The output of this command is tab-separated, which makes it easy to parse.
-activate ID
Activate the application specified by ID
when the user clicks thenotification.
You can find the bundle identifier (CFBundleIdentifier
) of an application in its Info.plist
fileinside the application bundle.
Examples application IDs are:
com.apple.Terminal
to activate Terminal.appcom.apple.Safari
to activate Safari.app
-sender ID
Fakes the sender application of the notification. This uses the specifiedapplication’s icon, and will launch it when the notification is clicked.
Using this option fakes the sender application, so that the notification systemwill launch that application when the notification is clicked. Because of thisit is important to note that you cannot combine this with options like-execute
and -activate
which depend on the sender of the notification to be‘terminal-notifier’ to perform its work.
For information on the ID
, see the -activate
option.
-appIcon PATH
Terminal-notifier Change Icon
Specify an image PATH
to display instead of the application icon.

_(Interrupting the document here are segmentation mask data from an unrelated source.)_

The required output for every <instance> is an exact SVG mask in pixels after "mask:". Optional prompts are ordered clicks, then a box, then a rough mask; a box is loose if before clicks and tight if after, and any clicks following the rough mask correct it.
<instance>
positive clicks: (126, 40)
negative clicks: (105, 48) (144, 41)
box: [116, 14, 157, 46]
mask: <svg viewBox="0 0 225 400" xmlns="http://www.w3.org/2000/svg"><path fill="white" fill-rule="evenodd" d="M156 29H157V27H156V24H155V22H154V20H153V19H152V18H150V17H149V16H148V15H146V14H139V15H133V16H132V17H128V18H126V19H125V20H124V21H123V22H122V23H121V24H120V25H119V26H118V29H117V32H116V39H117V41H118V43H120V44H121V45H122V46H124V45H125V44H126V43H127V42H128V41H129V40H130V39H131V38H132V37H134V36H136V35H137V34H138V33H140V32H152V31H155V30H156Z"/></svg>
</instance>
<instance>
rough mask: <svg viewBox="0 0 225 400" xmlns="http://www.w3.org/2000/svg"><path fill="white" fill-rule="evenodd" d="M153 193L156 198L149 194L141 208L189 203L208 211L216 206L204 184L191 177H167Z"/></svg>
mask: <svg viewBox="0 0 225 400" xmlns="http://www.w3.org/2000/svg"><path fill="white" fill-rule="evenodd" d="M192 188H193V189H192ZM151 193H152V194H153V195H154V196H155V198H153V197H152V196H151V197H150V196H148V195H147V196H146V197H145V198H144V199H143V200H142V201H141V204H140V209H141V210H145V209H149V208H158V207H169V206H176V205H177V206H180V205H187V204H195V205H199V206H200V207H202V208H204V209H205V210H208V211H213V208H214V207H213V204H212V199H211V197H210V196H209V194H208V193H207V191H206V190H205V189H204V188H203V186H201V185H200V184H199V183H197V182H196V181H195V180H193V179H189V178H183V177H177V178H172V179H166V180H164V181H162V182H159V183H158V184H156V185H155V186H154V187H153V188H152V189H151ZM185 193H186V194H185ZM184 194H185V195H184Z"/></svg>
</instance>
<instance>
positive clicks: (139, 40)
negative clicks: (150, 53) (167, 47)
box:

WARNING: This option is subject to change, since it relies on a private method.
-contentImage PATH
Specify an image PATH
to attach inside of the notification.
WARNING: This option is subject to change since it relies on a private method.
-open URL
Open URL
when the user clicks the notification. This can be a web or file URL,or any custom URL scheme.
-execute COMMAND
Run the shell command COMMAND
when the user clicks the notification.
-ignoreDnD
Ignore Do Not Disturb settings and unconditionally show the notification.

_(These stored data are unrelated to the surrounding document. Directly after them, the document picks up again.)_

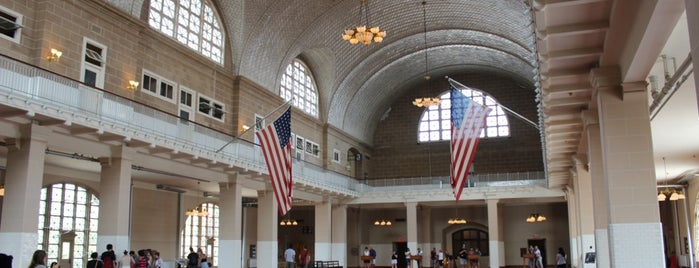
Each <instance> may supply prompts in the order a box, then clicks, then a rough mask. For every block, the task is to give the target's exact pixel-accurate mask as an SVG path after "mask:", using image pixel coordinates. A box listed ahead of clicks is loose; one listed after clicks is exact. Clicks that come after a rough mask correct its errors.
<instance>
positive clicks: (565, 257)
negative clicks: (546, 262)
mask: <svg viewBox="0 0 699 268" xmlns="http://www.w3.org/2000/svg"><path fill="white" fill-rule="evenodd" d="M556 268H566V252H565V251H563V248H558V253H556Z"/></svg>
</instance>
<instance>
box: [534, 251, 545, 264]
mask: <svg viewBox="0 0 699 268" xmlns="http://www.w3.org/2000/svg"><path fill="white" fill-rule="evenodd" d="M534 256H535V257H536V268H544V263H543V258H542V256H541V250H539V246H534Z"/></svg>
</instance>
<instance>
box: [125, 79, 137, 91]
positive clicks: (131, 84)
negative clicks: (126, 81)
mask: <svg viewBox="0 0 699 268" xmlns="http://www.w3.org/2000/svg"><path fill="white" fill-rule="evenodd" d="M138 85H139V83H138V81H134V80H129V85H128V86H126V89H128V90H131V91H136V90H137V89H138Z"/></svg>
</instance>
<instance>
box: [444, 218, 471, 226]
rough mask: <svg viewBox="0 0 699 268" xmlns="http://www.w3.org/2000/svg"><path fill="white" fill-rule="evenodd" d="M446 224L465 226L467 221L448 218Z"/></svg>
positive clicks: (462, 219) (464, 219) (451, 218)
mask: <svg viewBox="0 0 699 268" xmlns="http://www.w3.org/2000/svg"><path fill="white" fill-rule="evenodd" d="M447 223H448V224H466V223H468V221H466V219H464V218H459V217H456V218H449V220H448V221H447Z"/></svg>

WARNING: This option is subject to change since it relies on a private method.
License
All the works are available under the MIT license. Except for‘Terminal.icns’, which is a copy of Apple’s Terminal.app icon and as such iscopyright of Apple.
Terminal-notifier Python
Copyright (C) 2012-2017 Eloy Durán eloy.de.enige@gmail.com, Julien Blanchardjulien@sideburns.eu
Permission is hereby granted, free of charge, to any person obtaining a copy ofthis software and associated documentation files (the 'Software'), to deal inthe Software without restriction, including without limitation the rights touse, copy, modify, merge, publish, distribute, sublicense, and/or sell copiesof the Software, and to permit persons to whom the Software is furnished to doso, subject to the following conditions:
Applescript Display Alert
The above copyright notice and this permission notice shall be included in allcopies or substantial portions of the Software.

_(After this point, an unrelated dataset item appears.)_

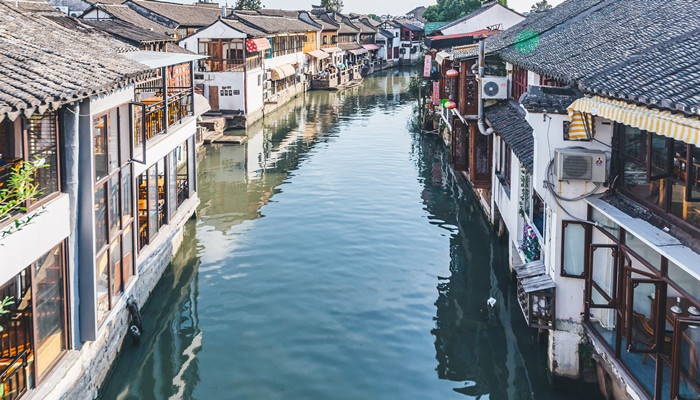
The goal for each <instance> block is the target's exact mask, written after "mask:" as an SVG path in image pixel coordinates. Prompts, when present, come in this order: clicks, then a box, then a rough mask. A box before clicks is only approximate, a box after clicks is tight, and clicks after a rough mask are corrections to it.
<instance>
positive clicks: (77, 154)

THE SOFTWARE IS PROVIDED 'AS IS', WITHOUT WARRANTY OF ANY KIND, EXPRESS ORIMPLIED, INCLUDING BUT NOT LIMITED TO THE WARRANTIES OF MERCHANTABILITY,FITNESS FOR A PARTICULAR PURPOSE AND NONINFRINGEMENT. IN NO EVENT SHALL THEAUTHORS OR COPYRIGHT HOLDERS BE LIABLE FOR ANY CLAIM, DAMAGES OR OTHERLIABILITY, WHETHER IN AN ACTION OF CONTRACT, TORT OR OTHERWISE, ARISING FROM,OUT OF OR IN CONNECTION WITH THE SOFTWARE OR THE USE OR OTHER DEALINGS IN THESOFTWARE.